The hotel is designed as a collection of ‘loges’; a village of connected dwellings rather than a single mass, with reference to the local architectural vernacular of Yunnan. Guests are accommodated in 17 suites, housed in four volumes, sitting amongst the retained trees at a maximum of 4 storeys, with a supporting hotel service block providing front of house services and welcome area.
The simple arrangement of the blocks is largely devoid of decoration, focussing instead on the quality of the site, natural materials and guests’ enjoyment of the environment. Arranged in two bands of access at the main upper route and lower access to the guest blocks along the nature trail, the layout takes in four viewing axes from the guest blocks across the valley, and is separated into five distinct districts on the site by five courtyards, which also provide points of quiet and social gathering.
Guest house blocks are designed with strong reference to the ‘Yi ke yin’ residential format of Yunnan. Crafted in response to local climatic conditions, this vernacular format has central courtyards providing daily communication between residents, as well as high levels of natural ventilation and lighting to the surrounding rooms. Each L-shaped block is formed of two wings with guest rooms over 3 to 4 storeys, connected by a central volume with vertical circulation and a link bridge. The L-shapes frame courtyards at first floor level, partly enclosed by the existing mature trees at the open sides, and encourage a greater integration of indoor and outdoor for guests.
Each guest suite reads as an extension of the landscape. Integrated with a cantilevered balcony, the living spaces open directly into the surrounding greenery. With subtle lighting through a series of vertical windows, the more private areas are behind a feature partition wall and forms a box within a box.
Environmental Intititatives
Oval’s environmental design principles guided the massing, site design, external treatment and materials selection. Following an extensive survey of the site’s existing landscape, eco-system and local weather conditions, the site masterplan was designed to find a sustainable balance of development. Based on a ‘watershed’ approach the hotel has a maximum site coverage of 18%, creating a low density development with minimum impact on the environment.

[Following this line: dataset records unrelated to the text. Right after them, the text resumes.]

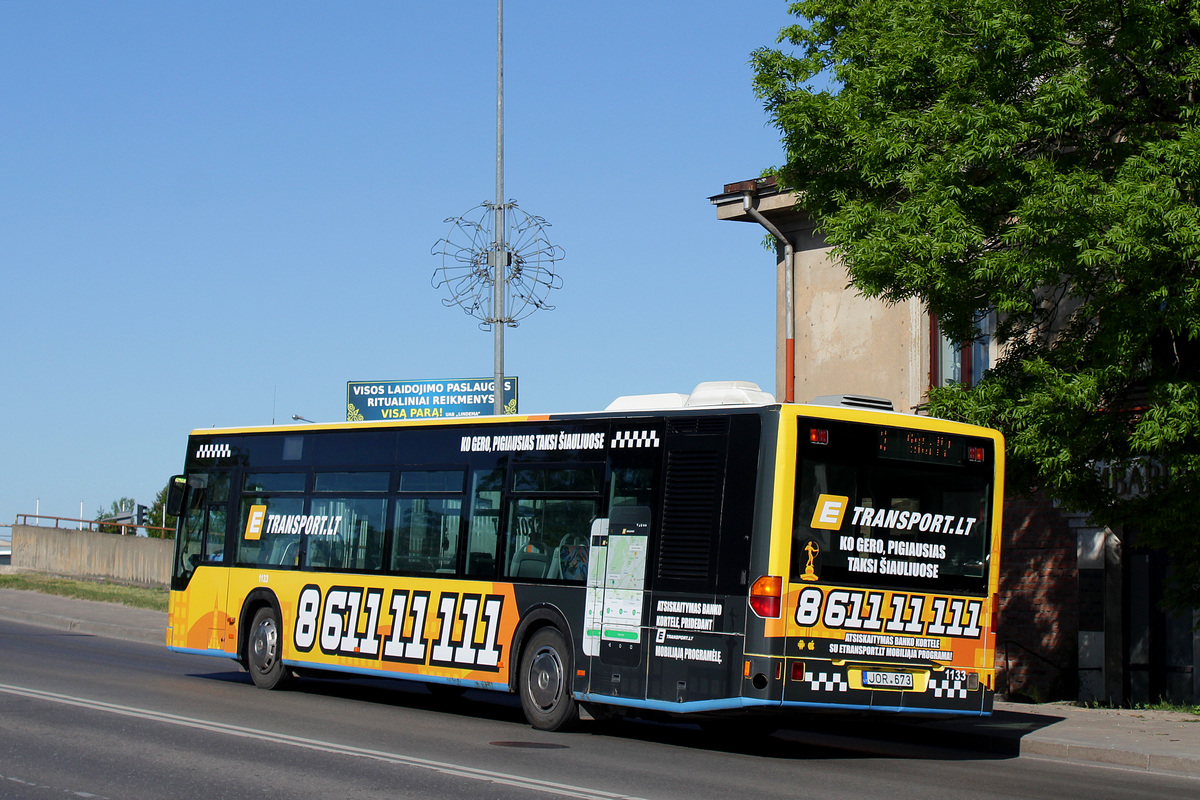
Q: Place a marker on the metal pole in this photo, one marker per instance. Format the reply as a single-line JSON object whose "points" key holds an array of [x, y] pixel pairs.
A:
{"points": [[499, 276]]}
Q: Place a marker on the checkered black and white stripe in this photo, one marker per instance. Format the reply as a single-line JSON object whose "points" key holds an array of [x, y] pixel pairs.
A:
{"points": [[828, 681], [214, 451], [636, 439], [948, 689]]}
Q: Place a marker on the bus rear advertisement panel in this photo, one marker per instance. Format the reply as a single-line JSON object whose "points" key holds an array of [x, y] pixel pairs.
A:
{"points": [[892, 583]]}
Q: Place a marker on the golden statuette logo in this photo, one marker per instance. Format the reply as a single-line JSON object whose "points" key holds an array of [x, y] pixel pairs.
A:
{"points": [[813, 549]]}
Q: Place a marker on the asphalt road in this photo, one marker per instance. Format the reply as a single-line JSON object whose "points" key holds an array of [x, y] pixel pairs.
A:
{"points": [[89, 716]]}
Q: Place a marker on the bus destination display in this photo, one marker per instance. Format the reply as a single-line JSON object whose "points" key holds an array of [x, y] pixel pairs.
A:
{"points": [[924, 446]]}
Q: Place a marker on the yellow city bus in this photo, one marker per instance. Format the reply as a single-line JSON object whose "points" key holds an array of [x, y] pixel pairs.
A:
{"points": [[714, 555]]}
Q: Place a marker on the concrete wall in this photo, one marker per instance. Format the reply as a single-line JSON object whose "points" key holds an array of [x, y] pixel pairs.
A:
{"points": [[90, 554]]}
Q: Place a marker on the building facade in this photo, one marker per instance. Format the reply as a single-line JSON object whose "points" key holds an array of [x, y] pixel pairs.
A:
{"points": [[1080, 606]]}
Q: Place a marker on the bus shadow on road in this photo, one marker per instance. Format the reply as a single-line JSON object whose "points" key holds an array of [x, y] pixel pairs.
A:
{"points": [[799, 739]]}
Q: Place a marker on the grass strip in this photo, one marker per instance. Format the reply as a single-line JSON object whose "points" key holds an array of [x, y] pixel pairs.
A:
{"points": [[154, 599]]}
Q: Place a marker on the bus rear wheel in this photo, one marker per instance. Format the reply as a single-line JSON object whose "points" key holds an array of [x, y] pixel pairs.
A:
{"points": [[264, 650], [545, 677]]}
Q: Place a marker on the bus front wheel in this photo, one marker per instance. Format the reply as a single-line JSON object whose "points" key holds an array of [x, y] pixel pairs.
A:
{"points": [[264, 650], [545, 678]]}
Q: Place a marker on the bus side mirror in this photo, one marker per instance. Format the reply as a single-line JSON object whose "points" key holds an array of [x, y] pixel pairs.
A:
{"points": [[177, 495]]}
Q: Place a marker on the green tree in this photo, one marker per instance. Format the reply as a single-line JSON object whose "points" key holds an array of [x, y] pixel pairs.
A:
{"points": [[1039, 160], [159, 516]]}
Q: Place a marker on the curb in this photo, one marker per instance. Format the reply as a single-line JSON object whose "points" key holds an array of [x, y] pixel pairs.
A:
{"points": [[1146, 762], [109, 630]]}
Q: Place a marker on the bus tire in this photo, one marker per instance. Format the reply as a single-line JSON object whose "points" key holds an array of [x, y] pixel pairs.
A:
{"points": [[264, 650], [545, 681]]}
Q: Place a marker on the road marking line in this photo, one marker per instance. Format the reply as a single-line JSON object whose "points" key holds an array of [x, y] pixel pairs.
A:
{"points": [[324, 746]]}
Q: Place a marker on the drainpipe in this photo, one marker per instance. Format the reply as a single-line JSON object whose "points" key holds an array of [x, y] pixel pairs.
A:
{"points": [[749, 203]]}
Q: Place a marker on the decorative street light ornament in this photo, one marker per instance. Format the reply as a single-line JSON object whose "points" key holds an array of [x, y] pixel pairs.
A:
{"points": [[468, 264], [496, 260]]}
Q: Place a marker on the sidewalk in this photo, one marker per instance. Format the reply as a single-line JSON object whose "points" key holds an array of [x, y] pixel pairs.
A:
{"points": [[1146, 740]]}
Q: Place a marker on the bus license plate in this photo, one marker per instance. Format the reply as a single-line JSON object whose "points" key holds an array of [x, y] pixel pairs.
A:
{"points": [[887, 679]]}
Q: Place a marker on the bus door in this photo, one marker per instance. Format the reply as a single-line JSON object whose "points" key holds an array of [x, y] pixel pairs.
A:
{"points": [[199, 621]]}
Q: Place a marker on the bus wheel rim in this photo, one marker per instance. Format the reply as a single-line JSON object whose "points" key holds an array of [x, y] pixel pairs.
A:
{"points": [[264, 644], [545, 678]]}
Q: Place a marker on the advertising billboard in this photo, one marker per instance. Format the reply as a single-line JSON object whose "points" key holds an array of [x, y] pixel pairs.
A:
{"points": [[409, 400]]}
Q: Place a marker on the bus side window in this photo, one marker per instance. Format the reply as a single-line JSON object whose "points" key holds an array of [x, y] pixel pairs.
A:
{"points": [[484, 522]]}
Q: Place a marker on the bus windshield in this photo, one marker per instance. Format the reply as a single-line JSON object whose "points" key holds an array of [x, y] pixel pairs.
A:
{"points": [[905, 511]]}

The weather study and thermal simulation shaped the massing, orientation, cladding and glazing ratio of the guest blocks to optimise heating and cooling loads of the areas exposed to the east and west in summer and winter conditions. The generally cooler mountain conditions also required a well-insulated envelope, with extensive use of locally-sourced reconstituted bamboo and timber facade with cavity wall. The window to wall ratio is about 0.3, with the orientation of the blocks carefully considered to ensure window placement benefits the guests’s views over the landscape whilst reducing solar gain or heat loss, with all windows using low-emission double glazing.
Other primary initiatives include site watershed conservation, solar thermal hot water, rainwater recycling and grey water reuse, a highly insulated envelope, reconstituted bamboo with low embodied energy, habitat preservation and intelligent building control.